19 August 2012

Katakanlah Sekarang


Hai kamu, iya kamu yang sedang menatapku melalui kepulan asap rokok kretek. Tidak adakah suatu kata yang terucap dari bibir hitammu, karena terlalu sering merokok. Kata-kata yang menjadi tujuanmu mengajakku kemari hari ini. Untuk apa kau memakai kemeja terbaikmu, mengajakku ke kafe yang kita berdua tahu harganya tidak murah, jika hanya duduk diam saling menatap tanpa kata.

Kau pikir aku bodoh, tidak mengenali perasaanmu yang tertuju padaku?

Dari semua teman wanitamu yang banyak itu, mengapa aku yang paling sering mendapat pesan, telpon, dan kunjungan antar-jemput darimu? Perhatianmu yang berlebihan sudah menunjukkan banyak hal padaku hingga aku menyadari bahwa kau bukanlah sekedar teman dekat biasa.

Genggaman tanganmu yang hangat saat menyebrang jalan, yang juga tak terlepas saat kita sudah sampai di ujung jalan. Tangan kita yang menyatu di dalam kantung jaketmu saat malam-malam dingin kau mengantar aku pulang. Belaian lembut di rambut tepat di depan pintu rumah, sesaat sebelum kau pamit. Pesan singkat darimu yang mengatakan bahwa kau sudah sampai di rumah.

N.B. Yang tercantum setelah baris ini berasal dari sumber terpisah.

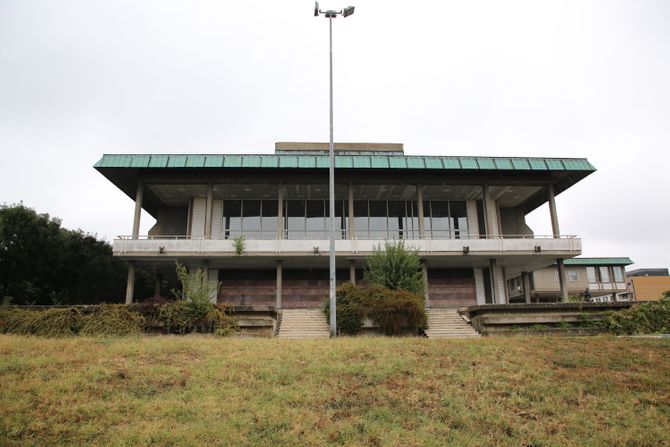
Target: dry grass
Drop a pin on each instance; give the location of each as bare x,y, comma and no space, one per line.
197,390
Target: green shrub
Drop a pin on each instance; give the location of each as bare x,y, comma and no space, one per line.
396,267
46,323
350,308
112,320
646,318
396,311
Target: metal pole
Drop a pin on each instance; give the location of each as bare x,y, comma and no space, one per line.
331,175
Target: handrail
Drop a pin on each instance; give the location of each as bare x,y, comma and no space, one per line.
372,235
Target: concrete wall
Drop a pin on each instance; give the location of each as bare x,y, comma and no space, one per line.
649,288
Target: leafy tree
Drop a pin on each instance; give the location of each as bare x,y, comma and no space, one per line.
395,267
43,263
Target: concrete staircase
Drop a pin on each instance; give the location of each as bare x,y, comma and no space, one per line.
447,323
303,323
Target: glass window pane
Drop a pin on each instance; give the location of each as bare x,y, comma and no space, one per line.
251,218
604,274
591,274
316,219
361,219
269,220
396,222
440,219
459,219
232,218
618,274
378,222
295,219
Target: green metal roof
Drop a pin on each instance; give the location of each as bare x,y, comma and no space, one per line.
598,261
303,161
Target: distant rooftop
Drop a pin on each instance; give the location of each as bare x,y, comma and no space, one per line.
598,261
648,272
283,147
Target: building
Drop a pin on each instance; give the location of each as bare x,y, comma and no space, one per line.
648,284
465,216
604,278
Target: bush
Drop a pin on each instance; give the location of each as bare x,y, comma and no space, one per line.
396,311
395,267
350,309
46,323
112,320
646,318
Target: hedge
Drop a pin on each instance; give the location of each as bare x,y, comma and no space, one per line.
116,320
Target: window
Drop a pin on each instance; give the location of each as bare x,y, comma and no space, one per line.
591,274
573,275
618,274
604,274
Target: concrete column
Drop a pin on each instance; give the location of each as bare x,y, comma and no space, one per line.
130,285
208,210
424,272
419,210
138,209
562,280
485,208
205,271
493,270
352,233
525,279
280,212
479,286
552,210
157,285
279,285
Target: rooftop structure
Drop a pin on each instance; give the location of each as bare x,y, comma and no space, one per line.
465,215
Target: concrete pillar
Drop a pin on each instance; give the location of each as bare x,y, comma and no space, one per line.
208,210
485,208
130,285
424,272
138,209
493,269
352,233
479,286
280,212
279,284
562,280
419,209
157,285
525,279
552,211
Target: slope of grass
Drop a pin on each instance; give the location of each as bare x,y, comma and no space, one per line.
196,390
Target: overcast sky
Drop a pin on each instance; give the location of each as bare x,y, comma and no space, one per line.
515,78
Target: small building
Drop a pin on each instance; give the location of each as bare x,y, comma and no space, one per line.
603,278
464,215
648,284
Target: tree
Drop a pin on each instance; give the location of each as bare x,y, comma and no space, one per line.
43,263
395,267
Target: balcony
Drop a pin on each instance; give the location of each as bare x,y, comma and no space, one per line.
316,245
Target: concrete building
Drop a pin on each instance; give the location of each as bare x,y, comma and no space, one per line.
465,216
648,284
604,278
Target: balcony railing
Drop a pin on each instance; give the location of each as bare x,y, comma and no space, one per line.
359,235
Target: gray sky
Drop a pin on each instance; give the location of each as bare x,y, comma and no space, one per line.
516,78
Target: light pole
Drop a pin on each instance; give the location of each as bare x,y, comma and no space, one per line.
330,15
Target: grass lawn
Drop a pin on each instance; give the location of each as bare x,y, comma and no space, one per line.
197,390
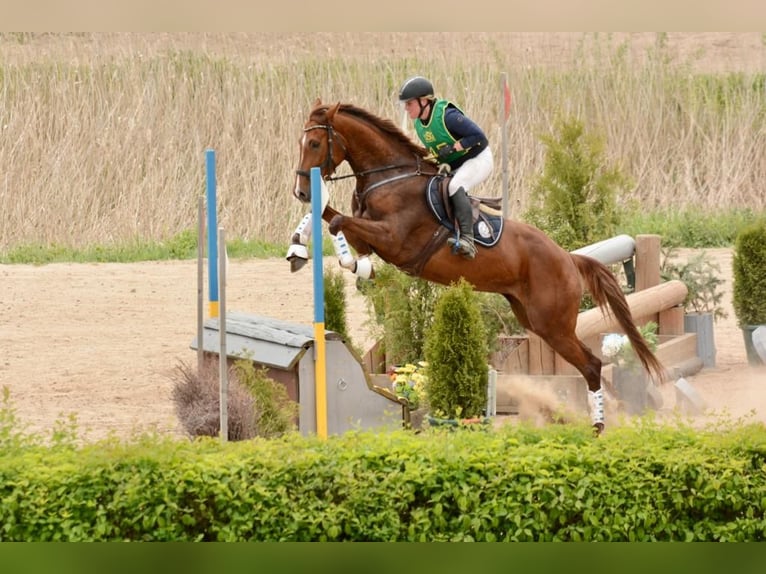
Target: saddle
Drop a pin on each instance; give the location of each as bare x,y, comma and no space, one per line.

Telpon mengantar tidur darimu karena kau tidak mau menutup telpon di saat kantukku tidak tertahan lagi. Salahkah aku jika mengartikan perhatianmu itu bukan sekedar perhatian teman dekat biasa?

Setahun lamanya kita berteman-amat-sangat-dekat, selalu bersama berdua, tidak juga ada kata-kata yang keluar dari bibirmu. Kata-kata yang meresmikan hubungan kita, aku memang bukan remaja belia usia belasan yang menunggu “ditembak” untuk dijadikan pacar. Tapi, kata-kata itu memang selalu kutunggu keluar dari bibirmu, untuk memperjelas statusku. Bilang saja aku keanak-anakan tapi kata-kata yang kutunggu itu menjadi pedoman bagiku.

Hingga hari ini, kau membawaku ke kafe mahal ini.
Sudah tidak ada makanan dan minuman yang tersisa, kau masih menutup mulutmu dengan rokok kretekmu. Dengan suasana kafe yang temaram, memakai kemeja terbaikmu, salahkah aku jika mengartikan perhatianmu itu bukan sekedar perhatian teman biasa?

Beberapa lampu mulai dimatikan, kursi-kursi di ujung sana sudah dinaikkan ke atas meja, masih belum ada kata-kata yang kutunggu dari bibirmu. Tagihan sudah dibayar.
Genggaman tangan saat berjalan ke parkiran, tangan yang menyatu dalam kantung jaket, dan akhirnya belaian halus di rambut saat kau pamit pulang.

Tanpa kata,
Aku tahu kau sedang menatapku.
Tanpa kata,
Aku tahu kau ingin menghampiriku.
Tanpa kata,
Aku tahu kau ingin berbicara dengan hatiku.
Tanpa kata,
Aku tahu kau menyayangi aku.
Tanpa kata,
Aku tahu kau mencintaiku.
Tapi, tolong katakanlah padaku sekarang.
Sebab, jika kau tidak katakan padaku hari ini,
Maaf, besok aku sudah menjadi pemilik hati yang lain.